甲元家から養子に来た私の父は「本代はいくら使ってもいい。本は借りるものではなく、いつでも読み返せるように買っておけ」と言っていた。書籍収集は、甲元家の伝統なのか。幼い頃見た甲元家の家紋は、一の下に丸が三つあり、毛利家の家紋と同じ「一文字三星紋」だった。甲元家は毛利元就にゆかりがあったのか?定かではない。
3月18日、大阪市北区で保田茂神戸大学名誉教授による「日本の食料の未来」の講演会があった。日本の現在の農業従事者の平均年齢は70歳で、20年後には農業の働き手がいなくなるという。
FAO(国際連合食糧農業機構)による穀物自給率は、中国100%、インド98%、EU97%、USA132%、インドネシア89%、ブラジル91%、パキスタン112%、ロシア99%、バングラデシュ95%、日本28%、ナイジェリア84%となっており、人口1億人以上の国の中で、日本の穀物自給率は極端に低くなっている。

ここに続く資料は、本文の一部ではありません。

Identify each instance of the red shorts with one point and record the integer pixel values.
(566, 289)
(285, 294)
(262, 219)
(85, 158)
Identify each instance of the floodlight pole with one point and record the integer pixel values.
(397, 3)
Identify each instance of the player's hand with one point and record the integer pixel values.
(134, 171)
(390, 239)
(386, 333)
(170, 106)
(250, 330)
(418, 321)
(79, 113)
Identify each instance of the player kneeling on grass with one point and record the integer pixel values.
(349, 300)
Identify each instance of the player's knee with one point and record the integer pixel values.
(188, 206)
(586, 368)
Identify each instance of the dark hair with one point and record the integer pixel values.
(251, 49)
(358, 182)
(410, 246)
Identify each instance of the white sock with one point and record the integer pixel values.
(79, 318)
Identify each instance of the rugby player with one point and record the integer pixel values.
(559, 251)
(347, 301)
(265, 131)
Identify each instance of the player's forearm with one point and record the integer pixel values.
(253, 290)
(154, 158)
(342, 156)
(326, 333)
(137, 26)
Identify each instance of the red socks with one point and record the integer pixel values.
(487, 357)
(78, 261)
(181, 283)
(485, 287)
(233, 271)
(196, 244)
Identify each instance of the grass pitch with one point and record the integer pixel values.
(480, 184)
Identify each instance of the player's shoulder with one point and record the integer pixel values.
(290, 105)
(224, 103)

保田教授は「地球で養える人口は83億人と予想され、20年後に地球の人口は83億人になる。20年後、食糧争奪戦となり、その時、他国が日本に穀物を売ってくれるかどうか、わからない。
日本人は米を食べなくなり、食料自給率が39%に落ちた。食生活の欧米化で、肥満やメタボリックシンドローム、心筋梗塞が増加している。WHO国際共同センターの調査では、米食文化圏の心筋梗塞の10万人当たり死亡者数は、非米食文化圏に比べて男女とも5倍になっている。
日本人は日本食のご飯をもっと食べて、米の消費を増やし、休耕田を復活させて穀物を確保しなければならない」と話された。
米食文化圏と非米食文化圏は人種も異なり、食生活の違いだけで心筋梗塞の発症頻度に違いが出てくるわけではないが、20年後の世界の食糧危機に対し、お米を食べるなどの対策が必要だと思った。